On the opposite end of the spectrum from the philosophical titles are the instruction manuals that tell you how to use a tool to effect -- though their usefulness seldom goes beyond the specific tool the authors cover. With these, you may wish for a bit more of background or overview -- philosophy, if you will.

Other issues for software engineering books are depth (some dwell on minutiae, some gloss over major concepts) and focus (there are a lot of disciplines covered within a full development team -- you can satisfy one narrow audience, but freeze out the rest).

Sam Guckenheimer's Software Engineering with Microsoft Visual Studio Team System, with Juan J. Perez, turns out to be an amazing addition to the software engineering library. Its focus on acquainting people with Visual Studio Team System, and its size -- 255 pages -- would not naturally tag it as extraordinary. But Guckenheimer's grasp of software engineering is firm, and with this book he has managed to be brief without being flip.

Of course, Microsoft Group Product Planner Guckenheimer's real baby is the software and not the book. He joined Microsoft from Rational in 2003 to work on what is now Visual Studio Team System. But he has produced a book to be proud of, while writing one designed for team members to swap around. A developer could lend it to a manager, or vice versa. He also designed a book to be as brief as possible. This is one that can be read over the course of a weekend or a cross-country plane flight.

It is not a book for developers or architects if what they want is something that can't be understood outside of their own discipline. Like the tools it describes, the book is about the team.

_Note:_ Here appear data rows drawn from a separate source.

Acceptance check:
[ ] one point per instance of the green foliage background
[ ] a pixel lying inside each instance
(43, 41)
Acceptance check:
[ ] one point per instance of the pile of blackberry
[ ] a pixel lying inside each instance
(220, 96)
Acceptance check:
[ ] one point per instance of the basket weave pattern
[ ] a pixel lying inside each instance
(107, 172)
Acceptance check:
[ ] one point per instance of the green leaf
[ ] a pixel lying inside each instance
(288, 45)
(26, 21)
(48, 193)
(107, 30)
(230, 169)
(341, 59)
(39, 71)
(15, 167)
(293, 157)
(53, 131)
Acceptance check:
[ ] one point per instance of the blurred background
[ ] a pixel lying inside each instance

Don't let its brevity deceive you as to its value. Certainly, there must have been a major effort on the author's part to be concise where others would expound. (This brings to mind the saying attributed to Pascal: "If I had more time, I would have written a shorter letter.") Yes, the book is basically about the Visual Studio Team System, but there is enough plain good engineering sense in here to entertain at least a few people that will never work with this Microsoft software.

Guckenheimer has a gift for bringing out the interest in mundane matters. His descriptions of how to troubleshoot software projects are to the point, but colorful. Itemizing work, metrics, prioritizing bugs, top-down and bottom-up design methods -- these all come in for interesting treatment.

TheServerSide.NET's Jack Vaughan recently spoke with Guckenheimer.

Q: Let's talk first about the product. What was the team that made Team System trying to do?

A: We saw there was huge opportunity to make lives better for millions of people who are working in IT. We looked at where the [life-cycle tools] market had been. It was very much for a "two-sigma" crowed, people who invested a lot in tools, who went to conferences like OOPSLA, who were willing to put up with pain.

The tools were much too hard to use. They were often very limited in terms of the workflow. We had the notion we could take tools that had been developed by Microsoft in-house and productize those with the type of approachability Microsoft puts in its products.

Q: And this was to include the broader team, including project managers .. and the data reporting would be more sophisticated ..

A: We found that project managers spent 40 hours a week cutting and pasting. We tried to take that down to maybe a couple.

Instead of having tools that worked in different ways, we said, 'We will instrument all of the activities and put them into a multidimensional warehouse.' We have been doing this with supermarket data for years.

Q: So what was the spec when you set out to write the book to accompany all this?

A: The largest challenge was that I set a couple of design goals, if you will, for the book. One was that it would be valuable for an individual team member such as an architect, or manager, and at the same time it could be being something that a person would want to lend to their boss. So it was intentionally aimed at multiple roles and competencies in the team, and had to speak to both.

I am not trying to take a way from the 'depth' books. But what happens with the depth books, they are exactly appealing to people with the competency that want to go deep. But they don't provide the [collaborative communication] that works across disciplines for the team.

Q: The connection to deployment seems to mark something fairly new in life cycle development systems?

A: We have tackled two large problems. The most important one we think in architecture is getting compilable, testable, executable baseline architecture as quickly as possible. The second problem we address with Visual Studio Team System is the pain that so many programmers find after the software is finished and ready to deploy.

So we introduced Design for Operations, where you can validate the design for the application against the data center, just as the data center is configured, and long before you go into the detailed coding. The intent is to eliminate the long and laborious backend time as people try to figure out what is the difference in the deployed system and the one they built.

[A goal was to create a system that helps you] to move as soon as you can from an intent to a working and testable representative system that may be not be wholly filled out as the agile method calls for.

A lot of architects say architecture is much more than that, and they are right. We don't try to solve all of architecture issues. There is a fair amount of legitimate debate on how to do that.

What we did target was getting to a baseline [design] quickly, and using it for iterative, incremental improvement. With every iteration you can build out functionality, and address problems up front that, if left there, would delay or even defeat deployment.

The architect is typically a mentor or a leader providing the guidance and vision here. The architect can assure that the system will deploy as designed, and get a testable baseline at the start. Then at the various iterations, you end up with a much smoother path, and far less contention, and, frankly, less of the blame game.